I thought about Gen. Some of the other girls in my class talked about boys incessantly – especially those boys like Qiang Bolin who were good at sport. I could see that Qiang Bolin was handsome too, in a lantern-jawed and well-defined way, and, as those other girls said, he was ‘hot’. But the way they would talk about those boys on the ping-pong and soccer teams – the way they would dissect their movements and compare their looks – made me feel brittle, cold and faraway. For I didn’t know how to have those kinds of conversations. And yet, as hollow and empty and as beneath me as I sometimes told myself they were, they were also the types of conversation that, just for once, I would have liked to take part in.

Gen was about as far away from Qiang Bolin as you could get. Gen was tall and lanky – gawky almost. He walked with a slight stoop. Despite his fastidious tidiness, he didn’t seem that at home in his own body. And yet there was something about him. A detachment, a sense of independence, which made it feel as though he was inwardly amused, as though life itself was funny and he didn’t care if no one else got the joke. Was that sexy? I didn’t know for sure, but when I thought about visiting his house on Tuesday evening, I felt a nervy anxiety that tingled in my belly. Something different, something exciting somehow.

What would I wear? What would I say? I was tying myself up in knots, and I felt angry for getting ahead of myself like this. Perhaps boys invited girls over to do homework all the time. It might not mean anything. And even if it did, did I actually like him? As in … like him? I was sure it was silly, that I was being as frivolous as some of those girls and their never-ending conversations about the boys’ soccer team. And yet I couldn’t avoid the goofy smile that spread across my face. The same fluttering anticipation in my belly. I had the urge to laugh out loud. And it wasn’t just about the class today, or Gen’s request. It was the sudden realisation that life could change, that one’s fate could pivot on a pin, as my grandmother was fond of saying. The future was rushing towards me and for a few moments the prospect seemed wonderful and dizzying.

I walked in the dark towards my apartment building. Then I caught a flicker of light. I saw my grandmother’s small shed with the door ajar. I sauntered over, unwilling to return home just yet. As I reached the door, the smell of grain and bird shit hit me, a rich and musty aroma which could make you hold your nose but for me was familiar and calming, for I had known it as long as I could remember. I could see the figure of my grandmother inside, scattering the feed, and I could hear the excited cheeping of a gaggle of little birds as they bumped up against one another: fluffy chicks with great half-closed eyes, still dozy with sleep and warmth, awakened to feed.
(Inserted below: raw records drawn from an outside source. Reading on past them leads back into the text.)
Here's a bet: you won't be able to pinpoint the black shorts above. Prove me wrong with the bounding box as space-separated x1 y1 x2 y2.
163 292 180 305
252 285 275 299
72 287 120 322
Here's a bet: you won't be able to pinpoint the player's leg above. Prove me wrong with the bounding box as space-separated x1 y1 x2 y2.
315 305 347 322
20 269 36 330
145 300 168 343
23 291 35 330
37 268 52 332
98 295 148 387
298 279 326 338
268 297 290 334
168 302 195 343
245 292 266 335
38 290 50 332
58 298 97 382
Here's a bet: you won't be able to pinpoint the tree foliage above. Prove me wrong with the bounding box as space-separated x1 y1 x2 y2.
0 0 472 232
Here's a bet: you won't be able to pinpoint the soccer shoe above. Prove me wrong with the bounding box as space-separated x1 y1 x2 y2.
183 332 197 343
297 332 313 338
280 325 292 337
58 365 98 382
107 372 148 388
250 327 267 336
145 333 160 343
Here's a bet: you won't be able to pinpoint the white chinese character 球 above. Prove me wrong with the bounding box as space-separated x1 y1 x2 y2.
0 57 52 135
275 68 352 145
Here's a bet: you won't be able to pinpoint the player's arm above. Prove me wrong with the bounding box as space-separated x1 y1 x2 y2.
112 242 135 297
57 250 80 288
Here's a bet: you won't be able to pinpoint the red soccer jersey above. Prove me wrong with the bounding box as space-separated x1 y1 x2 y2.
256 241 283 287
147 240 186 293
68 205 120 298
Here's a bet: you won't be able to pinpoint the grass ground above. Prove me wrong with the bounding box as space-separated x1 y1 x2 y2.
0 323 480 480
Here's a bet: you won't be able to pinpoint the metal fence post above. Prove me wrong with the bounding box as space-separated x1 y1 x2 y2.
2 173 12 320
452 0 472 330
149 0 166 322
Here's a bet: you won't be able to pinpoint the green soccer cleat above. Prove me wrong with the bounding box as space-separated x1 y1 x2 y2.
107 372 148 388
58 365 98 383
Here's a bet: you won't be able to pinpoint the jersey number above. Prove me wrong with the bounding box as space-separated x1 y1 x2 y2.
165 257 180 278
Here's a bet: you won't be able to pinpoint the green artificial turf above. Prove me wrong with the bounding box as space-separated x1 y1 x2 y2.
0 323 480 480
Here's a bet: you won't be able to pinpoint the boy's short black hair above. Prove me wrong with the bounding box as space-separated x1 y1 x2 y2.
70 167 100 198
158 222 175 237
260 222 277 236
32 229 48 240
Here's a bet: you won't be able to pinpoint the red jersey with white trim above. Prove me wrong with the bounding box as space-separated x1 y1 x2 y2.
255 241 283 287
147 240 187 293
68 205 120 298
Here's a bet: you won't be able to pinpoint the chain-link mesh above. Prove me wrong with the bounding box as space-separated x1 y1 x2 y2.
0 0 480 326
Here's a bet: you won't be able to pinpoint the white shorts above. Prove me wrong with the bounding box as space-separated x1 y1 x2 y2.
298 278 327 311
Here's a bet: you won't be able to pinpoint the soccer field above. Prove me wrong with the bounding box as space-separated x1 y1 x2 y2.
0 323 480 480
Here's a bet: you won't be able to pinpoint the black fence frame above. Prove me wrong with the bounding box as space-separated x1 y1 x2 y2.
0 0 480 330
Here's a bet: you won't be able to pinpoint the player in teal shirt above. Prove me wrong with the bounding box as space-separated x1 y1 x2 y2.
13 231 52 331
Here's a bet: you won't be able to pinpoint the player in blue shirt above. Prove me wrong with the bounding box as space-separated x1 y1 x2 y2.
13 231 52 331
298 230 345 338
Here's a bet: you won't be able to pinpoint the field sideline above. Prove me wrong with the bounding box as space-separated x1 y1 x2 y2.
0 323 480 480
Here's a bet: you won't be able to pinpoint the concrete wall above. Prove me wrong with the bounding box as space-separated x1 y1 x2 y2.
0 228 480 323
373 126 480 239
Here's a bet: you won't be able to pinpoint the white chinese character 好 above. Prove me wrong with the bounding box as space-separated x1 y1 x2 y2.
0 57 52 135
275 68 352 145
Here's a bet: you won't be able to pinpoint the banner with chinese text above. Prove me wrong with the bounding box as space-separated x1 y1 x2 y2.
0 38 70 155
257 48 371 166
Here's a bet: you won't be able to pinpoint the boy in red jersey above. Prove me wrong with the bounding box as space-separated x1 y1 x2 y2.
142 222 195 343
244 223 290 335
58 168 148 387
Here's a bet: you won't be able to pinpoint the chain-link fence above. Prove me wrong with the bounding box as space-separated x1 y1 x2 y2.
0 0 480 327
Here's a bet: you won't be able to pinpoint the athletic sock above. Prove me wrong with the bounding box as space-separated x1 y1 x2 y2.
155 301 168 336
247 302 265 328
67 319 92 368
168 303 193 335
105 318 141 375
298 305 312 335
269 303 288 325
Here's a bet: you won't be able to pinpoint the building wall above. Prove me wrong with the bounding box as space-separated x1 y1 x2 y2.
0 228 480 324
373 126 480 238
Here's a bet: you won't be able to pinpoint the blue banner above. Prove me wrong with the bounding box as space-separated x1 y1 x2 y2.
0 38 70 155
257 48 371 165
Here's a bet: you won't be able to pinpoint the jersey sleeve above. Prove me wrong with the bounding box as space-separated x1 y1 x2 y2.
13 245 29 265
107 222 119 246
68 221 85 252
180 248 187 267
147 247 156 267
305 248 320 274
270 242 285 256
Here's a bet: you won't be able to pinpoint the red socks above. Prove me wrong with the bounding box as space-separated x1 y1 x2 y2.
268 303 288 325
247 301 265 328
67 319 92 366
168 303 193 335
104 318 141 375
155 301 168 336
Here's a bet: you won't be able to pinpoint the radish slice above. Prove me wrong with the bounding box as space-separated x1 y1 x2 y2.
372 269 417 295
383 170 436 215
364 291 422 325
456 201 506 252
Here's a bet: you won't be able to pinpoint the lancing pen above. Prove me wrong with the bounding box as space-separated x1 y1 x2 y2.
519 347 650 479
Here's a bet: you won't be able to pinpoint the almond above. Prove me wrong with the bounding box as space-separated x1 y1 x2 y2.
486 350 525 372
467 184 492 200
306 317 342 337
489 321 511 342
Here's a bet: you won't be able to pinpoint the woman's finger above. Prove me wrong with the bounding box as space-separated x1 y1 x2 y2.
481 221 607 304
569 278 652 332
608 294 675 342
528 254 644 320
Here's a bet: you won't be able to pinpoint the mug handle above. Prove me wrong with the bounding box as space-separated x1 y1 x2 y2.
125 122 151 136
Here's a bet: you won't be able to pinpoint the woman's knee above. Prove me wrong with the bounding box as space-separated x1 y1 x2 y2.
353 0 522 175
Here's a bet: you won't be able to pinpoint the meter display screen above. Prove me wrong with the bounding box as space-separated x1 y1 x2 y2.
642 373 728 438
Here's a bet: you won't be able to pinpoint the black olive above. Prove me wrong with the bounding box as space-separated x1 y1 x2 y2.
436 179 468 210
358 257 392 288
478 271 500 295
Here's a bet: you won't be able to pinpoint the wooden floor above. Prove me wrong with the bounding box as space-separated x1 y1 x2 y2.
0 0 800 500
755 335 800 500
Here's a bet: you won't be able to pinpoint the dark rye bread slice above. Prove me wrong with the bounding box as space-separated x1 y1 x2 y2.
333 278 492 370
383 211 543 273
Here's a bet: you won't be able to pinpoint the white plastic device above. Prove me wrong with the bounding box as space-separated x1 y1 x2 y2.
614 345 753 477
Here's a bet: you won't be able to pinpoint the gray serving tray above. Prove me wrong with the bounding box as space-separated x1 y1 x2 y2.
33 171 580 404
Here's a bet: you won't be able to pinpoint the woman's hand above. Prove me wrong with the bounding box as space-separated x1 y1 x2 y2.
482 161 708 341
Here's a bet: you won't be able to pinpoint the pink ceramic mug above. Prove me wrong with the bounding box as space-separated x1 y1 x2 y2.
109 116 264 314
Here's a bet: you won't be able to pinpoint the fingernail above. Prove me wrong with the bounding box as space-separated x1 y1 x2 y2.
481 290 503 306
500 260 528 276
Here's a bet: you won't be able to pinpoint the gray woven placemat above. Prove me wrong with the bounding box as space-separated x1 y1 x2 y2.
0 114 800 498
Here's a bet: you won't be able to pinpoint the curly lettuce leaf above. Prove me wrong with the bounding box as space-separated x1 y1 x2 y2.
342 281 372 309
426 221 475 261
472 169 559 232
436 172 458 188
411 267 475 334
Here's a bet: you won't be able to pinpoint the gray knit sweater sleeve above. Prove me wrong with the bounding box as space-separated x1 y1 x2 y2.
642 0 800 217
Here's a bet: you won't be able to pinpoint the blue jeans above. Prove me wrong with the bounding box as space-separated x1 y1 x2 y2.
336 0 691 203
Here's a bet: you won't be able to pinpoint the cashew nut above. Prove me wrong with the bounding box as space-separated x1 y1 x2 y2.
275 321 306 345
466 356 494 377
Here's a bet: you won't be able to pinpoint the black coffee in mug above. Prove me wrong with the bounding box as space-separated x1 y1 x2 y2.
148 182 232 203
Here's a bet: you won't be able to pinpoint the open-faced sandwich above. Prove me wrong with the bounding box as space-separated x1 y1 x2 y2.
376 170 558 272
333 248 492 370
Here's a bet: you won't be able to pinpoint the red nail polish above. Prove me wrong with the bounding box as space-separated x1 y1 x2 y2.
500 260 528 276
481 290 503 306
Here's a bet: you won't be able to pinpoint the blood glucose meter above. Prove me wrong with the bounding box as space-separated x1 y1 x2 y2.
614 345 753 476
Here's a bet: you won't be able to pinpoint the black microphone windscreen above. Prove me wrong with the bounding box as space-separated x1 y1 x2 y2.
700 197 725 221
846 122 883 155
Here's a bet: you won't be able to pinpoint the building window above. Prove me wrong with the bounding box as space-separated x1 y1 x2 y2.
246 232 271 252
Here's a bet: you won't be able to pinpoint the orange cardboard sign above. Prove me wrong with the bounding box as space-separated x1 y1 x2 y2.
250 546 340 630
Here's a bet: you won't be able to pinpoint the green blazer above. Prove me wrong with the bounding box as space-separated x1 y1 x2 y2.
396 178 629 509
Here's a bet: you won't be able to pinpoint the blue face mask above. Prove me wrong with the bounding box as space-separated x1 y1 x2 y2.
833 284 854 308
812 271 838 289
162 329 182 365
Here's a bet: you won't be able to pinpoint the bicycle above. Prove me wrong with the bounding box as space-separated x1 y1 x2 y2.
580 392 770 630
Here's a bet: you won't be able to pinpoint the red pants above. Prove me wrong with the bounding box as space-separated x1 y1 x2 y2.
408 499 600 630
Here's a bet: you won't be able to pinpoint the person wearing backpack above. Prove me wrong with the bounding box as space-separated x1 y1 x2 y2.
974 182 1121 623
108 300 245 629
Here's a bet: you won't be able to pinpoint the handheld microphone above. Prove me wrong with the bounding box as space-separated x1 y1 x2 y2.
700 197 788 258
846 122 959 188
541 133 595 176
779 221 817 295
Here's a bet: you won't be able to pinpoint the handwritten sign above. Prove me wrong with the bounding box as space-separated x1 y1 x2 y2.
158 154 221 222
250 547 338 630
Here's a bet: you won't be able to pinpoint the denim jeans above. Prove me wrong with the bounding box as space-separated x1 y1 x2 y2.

I watched that stout, crooked woman leaning over the little birds – my grandmother’s weathered, wrinkled skin peeling back from her rich, smiling eyes – and I realised that she had always been old to me, and the birds, little more than babies, were so very young. And it occurred to me that there would come a time when there would be no more birds to feed, when my grandmother was no longer in this place and when I would watch her no more. Whereas, before, the thought of the future was like a breeze that blew through me with its sense of exuberant possibility, now it became a shadow waiting on the edges of this small ramshackle shed, where the darkness of night met with the light cast from my grandmother’s lantern.

I coughed gently.

My grandmother turned her turtle-wise face on me and her dark, rich eyes smiled all the more.

‘Hello, Little One!’ she said.

I made my voice as casual as possible.

‘Which Little One do you mean? There are a few of them here!’

For a second she didn’t understand, then I saw the awareness dawn on her face.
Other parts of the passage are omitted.